When you’re part of a family that’s been doing picture study your whole life, it’s interesting when your history book talks about art. My son recently read this passage in Paul Johnson’s A History of the American People:
[Edwin Church] then decided to tackle the great showpiece of American topography, the Niagara Falls… He chose the Canadian angle of the Falls with tremendous skill, made six prolonged visits, produced hundreds of sheets of drawings and twenty-one major oil sketches. The final painting, 7 1/2 feet wide, took him six weeks and was specially exhibited on May 1, 1857 in Manhattan… It proved to be the most successful picture ever shown in the United States by far and later went on a tour of Europe. Ruskin hailed it as ‘the coming of age of American art.’

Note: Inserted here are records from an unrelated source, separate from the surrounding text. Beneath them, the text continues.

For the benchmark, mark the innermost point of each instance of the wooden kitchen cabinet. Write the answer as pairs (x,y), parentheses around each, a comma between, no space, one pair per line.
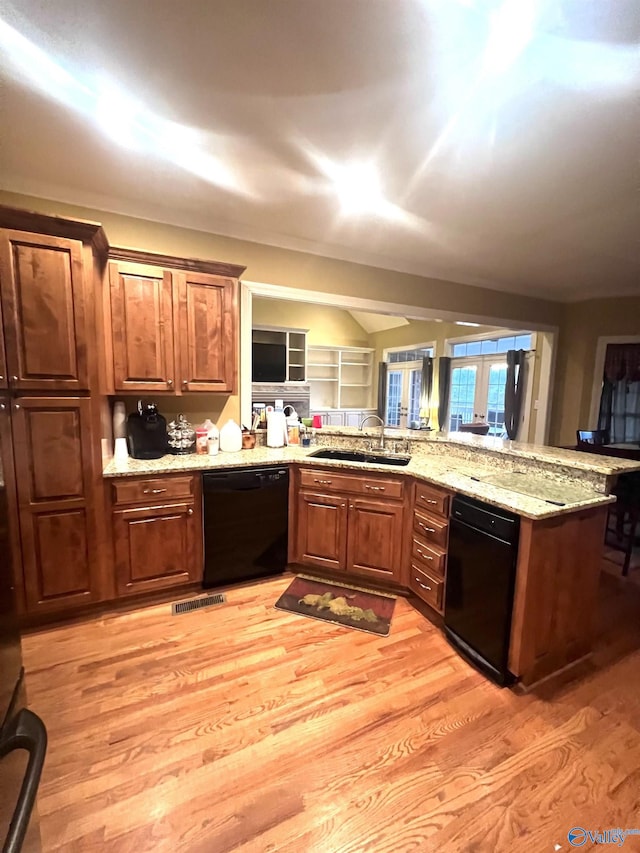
(157,538)
(337,526)
(206,320)
(171,324)
(142,327)
(375,538)
(44,308)
(3,363)
(321,537)
(53,445)
(427,559)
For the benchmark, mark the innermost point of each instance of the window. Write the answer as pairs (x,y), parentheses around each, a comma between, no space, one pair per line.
(400,356)
(477,393)
(491,346)
(404,384)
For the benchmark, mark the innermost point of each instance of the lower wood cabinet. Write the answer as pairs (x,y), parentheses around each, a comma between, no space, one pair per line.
(429,541)
(157,540)
(56,489)
(334,528)
(321,530)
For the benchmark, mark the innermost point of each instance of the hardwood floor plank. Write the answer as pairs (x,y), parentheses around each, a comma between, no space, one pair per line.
(245,728)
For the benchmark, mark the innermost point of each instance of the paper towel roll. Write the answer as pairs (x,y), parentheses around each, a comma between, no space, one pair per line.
(276,429)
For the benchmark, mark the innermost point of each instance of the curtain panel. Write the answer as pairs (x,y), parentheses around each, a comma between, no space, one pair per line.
(426,390)
(444,388)
(382,390)
(622,361)
(514,392)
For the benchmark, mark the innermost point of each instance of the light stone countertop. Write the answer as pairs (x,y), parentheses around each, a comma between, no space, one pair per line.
(458,475)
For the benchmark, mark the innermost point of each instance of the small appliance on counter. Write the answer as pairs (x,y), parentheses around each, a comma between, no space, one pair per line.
(147,432)
(181,436)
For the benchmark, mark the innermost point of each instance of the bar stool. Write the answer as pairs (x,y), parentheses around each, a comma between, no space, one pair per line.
(625,516)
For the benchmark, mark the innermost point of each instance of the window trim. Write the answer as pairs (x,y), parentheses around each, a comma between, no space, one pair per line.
(429,344)
(598,371)
(487,336)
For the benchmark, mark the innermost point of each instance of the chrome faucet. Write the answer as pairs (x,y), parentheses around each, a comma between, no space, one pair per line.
(381,422)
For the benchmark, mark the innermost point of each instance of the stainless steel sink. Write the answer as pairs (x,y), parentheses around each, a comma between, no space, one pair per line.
(360,456)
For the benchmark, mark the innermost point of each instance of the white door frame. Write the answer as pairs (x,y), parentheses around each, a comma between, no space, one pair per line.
(248,289)
(598,371)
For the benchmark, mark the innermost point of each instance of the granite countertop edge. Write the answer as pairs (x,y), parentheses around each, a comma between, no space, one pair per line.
(455,477)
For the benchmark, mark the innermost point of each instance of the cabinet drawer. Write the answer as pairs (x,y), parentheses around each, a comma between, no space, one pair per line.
(431,528)
(432,499)
(360,484)
(155,490)
(430,557)
(430,590)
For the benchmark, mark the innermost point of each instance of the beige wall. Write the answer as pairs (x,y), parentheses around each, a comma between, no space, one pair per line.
(325,325)
(268,264)
(582,324)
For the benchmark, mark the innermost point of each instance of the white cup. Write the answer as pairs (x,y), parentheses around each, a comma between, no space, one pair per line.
(120,451)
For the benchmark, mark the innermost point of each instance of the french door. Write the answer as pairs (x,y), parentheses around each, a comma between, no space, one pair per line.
(404,383)
(477,392)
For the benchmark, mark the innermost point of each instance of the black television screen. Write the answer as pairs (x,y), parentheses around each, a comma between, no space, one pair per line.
(269,362)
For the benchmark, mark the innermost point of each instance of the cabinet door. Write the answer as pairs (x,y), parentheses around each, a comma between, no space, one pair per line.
(321,531)
(44,307)
(142,323)
(52,450)
(375,538)
(156,547)
(10,552)
(206,318)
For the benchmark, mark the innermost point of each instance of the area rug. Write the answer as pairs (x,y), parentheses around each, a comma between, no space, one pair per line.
(351,606)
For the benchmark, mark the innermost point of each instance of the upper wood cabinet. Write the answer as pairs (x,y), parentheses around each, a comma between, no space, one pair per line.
(3,363)
(44,308)
(171,324)
(206,336)
(141,327)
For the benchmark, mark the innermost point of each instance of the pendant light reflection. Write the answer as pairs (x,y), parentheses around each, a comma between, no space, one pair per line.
(119,116)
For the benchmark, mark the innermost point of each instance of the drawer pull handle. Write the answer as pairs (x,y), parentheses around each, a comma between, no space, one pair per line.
(423,555)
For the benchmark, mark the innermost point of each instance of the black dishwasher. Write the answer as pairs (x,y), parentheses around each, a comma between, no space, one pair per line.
(245,524)
(481,571)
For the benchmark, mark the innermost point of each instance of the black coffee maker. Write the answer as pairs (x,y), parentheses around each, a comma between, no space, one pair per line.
(147,432)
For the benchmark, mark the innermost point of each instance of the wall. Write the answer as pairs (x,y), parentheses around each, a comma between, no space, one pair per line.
(582,324)
(325,325)
(268,264)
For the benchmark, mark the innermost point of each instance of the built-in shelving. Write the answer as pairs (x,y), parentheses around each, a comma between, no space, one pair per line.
(340,377)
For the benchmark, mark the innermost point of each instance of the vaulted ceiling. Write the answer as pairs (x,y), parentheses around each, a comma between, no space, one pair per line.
(487,142)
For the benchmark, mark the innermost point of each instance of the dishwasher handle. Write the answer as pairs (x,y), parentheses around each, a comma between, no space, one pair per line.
(26,731)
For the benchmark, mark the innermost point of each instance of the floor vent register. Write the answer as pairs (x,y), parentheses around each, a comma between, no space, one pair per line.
(191,604)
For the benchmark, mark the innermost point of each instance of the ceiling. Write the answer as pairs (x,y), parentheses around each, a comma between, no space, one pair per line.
(505,133)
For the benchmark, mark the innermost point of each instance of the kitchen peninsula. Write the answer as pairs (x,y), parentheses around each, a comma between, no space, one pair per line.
(561,498)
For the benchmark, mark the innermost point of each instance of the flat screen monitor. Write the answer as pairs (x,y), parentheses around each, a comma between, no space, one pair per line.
(269,362)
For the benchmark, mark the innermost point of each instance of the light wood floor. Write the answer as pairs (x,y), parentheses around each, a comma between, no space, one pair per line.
(243,728)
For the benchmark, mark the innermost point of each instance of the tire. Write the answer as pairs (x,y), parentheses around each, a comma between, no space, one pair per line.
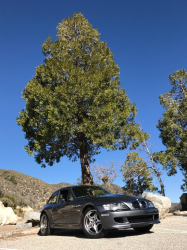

By reading these words, my son was learning about an old friend: this was already his favorite painting.
Last weekend we saw it again at the National Gallery of Art. The caption on the wall by its side included this line:
[Church’s] detailed painting combines frothing waves and water sheeting over rock surfaces. As one writer described the painting in 1857, “This is Niagara, with the roar left out!”
Standing before those words my son turned to me. “How could anyone say that?” he asked. “How could someone look at this painting and not hear the roar?”
I had no answer for him. All I could do was breathe a silent prayer thanking God that eyes can hear.